But San Diego went on to muff a punt, and San Antonio’s Nick Temple recovered the ball at the Fleet’s 10-yard line. Woodside completed a 4-yard touchdown pass to Greg Ward, but the play was overturned and San Antonio had to settle for a 23-yard field goal instead.
With a 28-11 lead at the end of the third quarter, the Fleet had 199 rushing yards on the board.
San Diego went on to convert a 35-yard field goal in the fourth quarter and claim a 31-11 win.
Three games into the AAF’s inaugural 10-game regular season, San Diego is 2-1 in the four-team Western Conference.
Sunday’s game marked the return to San Diego for Commanders coach Mike Riley, who coached the Chargers to a 14-34 record from 1999-2001.
The Chargers might have had a better record than 5-11 in Riley’s final season if the team’s management had taken his suggestion to select Tom Brady in the 2000 NFL draft.
“Management had decided we were going to take a quarterback in the draft late as a developmental guy,” Riley said during a recent conference call with reporters. “They asked our staff to find some names that would be good candidates. We came up with Todd Husak and Tom Brady.
“I sent one of our coaches to work (Brady) out. When it came right down to them asking on the second day who we wanted, I told them we wanted Tom Brady.

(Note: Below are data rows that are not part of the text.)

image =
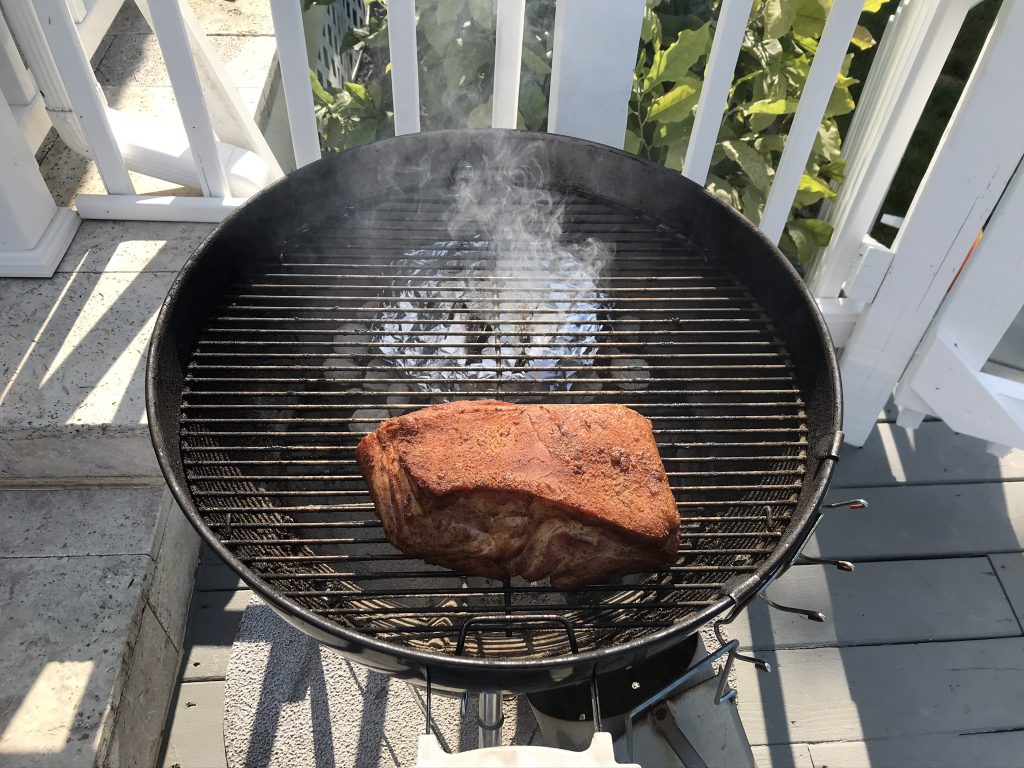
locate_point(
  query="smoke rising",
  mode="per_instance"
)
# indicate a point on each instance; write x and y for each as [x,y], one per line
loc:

We just went in another direction.”
New England selected Brady in the sixth round, 15 picks after the Chargers used their choice in the round to pick Shannon Taylor, a linebacker from the University of Virginia who played 11 games with the Chargers and 29 games with two other teams during a four-season NFL career.

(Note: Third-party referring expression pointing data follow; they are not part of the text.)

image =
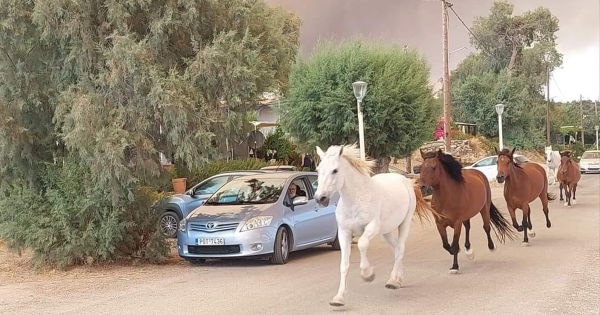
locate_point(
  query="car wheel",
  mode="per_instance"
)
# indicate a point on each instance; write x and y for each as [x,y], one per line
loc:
[282,247]
[168,224]
[336,243]
[196,261]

Brady quarterbacked the Patriots to the first of their six Super Bowl championships in the 2001 season, Riley’s last with the Chargers.
Riley’s Chargers stint marked the second time had the opportunity to have coached Brady but decisions by others kept that from happening.
As USC’s offensive coordinator, Riley’s responsibilities included recruiting players from the San Francisco Bay Area, with Brady, among them.
“I thought we were going to get him,” Riley said. “Then unbeknownst to me we committed to another quarterback actually while I was gone to a home visit with the Bradys.
“I went back to the office and coach (John) Robinson told me another quarterback committed and we didn’t have room for Brady and I just about fainted because I had recruited him for over a year.”